Взявшись за длинную латунную ручку котла, Альбус перенёс его на соседний стол, предоставляя Анне взмахом палочки погасить огонь.
— Едва ли я получу какую-то пользу от вашего смещения, фройляйн Анна. Однако и властью я здесь не обладаю никакой. Я могу лишь высказаться, а станут ли меня слушать… — Он пожал плечами.
Брови Анны слегка приподнялись:
— Мне кажется, вы обладаете существенным влиянием на Повелителя смерти.
Альбус снял чёрную рабочую мантию, аккуратно повесил её на спинку стула. Оставалось подождать два часа, пока зелье настоится, и разлить его по флаконам.
— Если бы я мог влиять на Геллерта, он не стал бы тем… чем он стал.
По карнизу барабанил дождь, и ветви лип гнулись под напором ветра — очередной каприз непостоянной весны. Худой желтоволосый Вольховски придвинул свой стул почти вплотную к камину, уверяя, что ему холодно. Целительница Розенберг только головой качала, глядя на него.
— Альбус, вы ведь не считаете, что только маги могут править миром? — выспрашивала фрау Геббельс. — Я знаю, вы именно в этом вопросе разошлись с герром Гриндевальдом. Что, если человек лишён магической силы, но его воля, ум, талант способны подчинить себе всё вокруг? Сила духа поднимает его над простыми людишками. Что такое кровь в сравнении с величием разума?

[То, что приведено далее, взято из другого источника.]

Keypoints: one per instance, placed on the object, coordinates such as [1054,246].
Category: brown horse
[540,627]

— Я думаю, самое важное — быть хорошим человеком. Созидать, а не разрушать. Если ты вкладываешь душу в то, что ты делаешь, не всё ли равно, волшебник ты или нет?
— О, если бы я могла поспорить с судьбой! Если бы и впрямь существовали ритуалы передачи магии, которыми пугают толпу поборники чистоты крови! Я отдала бы всё до капли…

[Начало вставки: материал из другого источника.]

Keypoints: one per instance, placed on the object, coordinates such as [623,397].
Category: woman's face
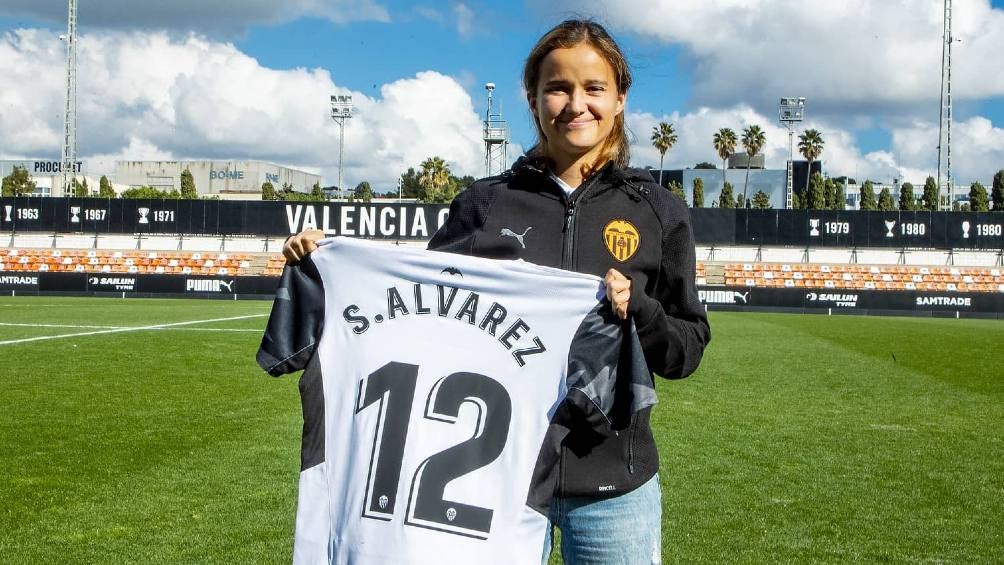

Осекшись, она тревожно взглянула на Альбуса. Тот слегка улыбнулся:
— Я понимаю вас.
Йозеф Геббельс, министр пропаганды Третьего Рейха, не мог сотворить даже простейшего заклинания. И всё же эта сильная, красивая женщина, одна из самых могущественных волшебниц Европы, была бесконечно предана ему — по крайней мере, так вещала светская хроника.
— Я не хочу сказать, что у меня вызывает сомнения правильность политики Повелителя смерти, но всё же…

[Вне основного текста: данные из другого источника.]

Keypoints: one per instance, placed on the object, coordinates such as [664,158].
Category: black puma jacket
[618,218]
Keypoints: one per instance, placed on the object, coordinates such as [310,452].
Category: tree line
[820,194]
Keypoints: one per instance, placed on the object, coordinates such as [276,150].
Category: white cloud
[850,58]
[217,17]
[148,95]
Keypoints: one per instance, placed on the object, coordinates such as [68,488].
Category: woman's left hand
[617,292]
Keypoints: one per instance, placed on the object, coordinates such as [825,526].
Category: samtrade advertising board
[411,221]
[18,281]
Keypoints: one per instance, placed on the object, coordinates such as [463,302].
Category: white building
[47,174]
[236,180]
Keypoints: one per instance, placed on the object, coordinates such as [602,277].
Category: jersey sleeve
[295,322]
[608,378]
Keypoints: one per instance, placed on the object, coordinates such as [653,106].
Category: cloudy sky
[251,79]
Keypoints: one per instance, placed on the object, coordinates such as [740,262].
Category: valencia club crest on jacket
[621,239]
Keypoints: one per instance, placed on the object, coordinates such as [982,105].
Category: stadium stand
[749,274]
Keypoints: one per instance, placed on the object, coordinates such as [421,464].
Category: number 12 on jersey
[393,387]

Договорить она не успела: двери распахнулись, и порог столовой переступил Геллерт — растрёпанный, в рваной алой мантии. Его правую щёку рассекала длинная багровая царапина.
— Герр Гриндевальд! — Вольховски первым вскочил на ноги. — Вы вернулись!
— Поди, не ждали? — хмыкнул он. — Уже думали, как власть будете делить?
— Помилуйте…
— Да шучу, шучу.
Проведя ладонью по лбу, он оседлал подставленный эльфихой стул.
— Кое-как навёл порядок. И первый этап контрнаступления прошёл очень удачно. Дальше уж Кристиансен сам справится.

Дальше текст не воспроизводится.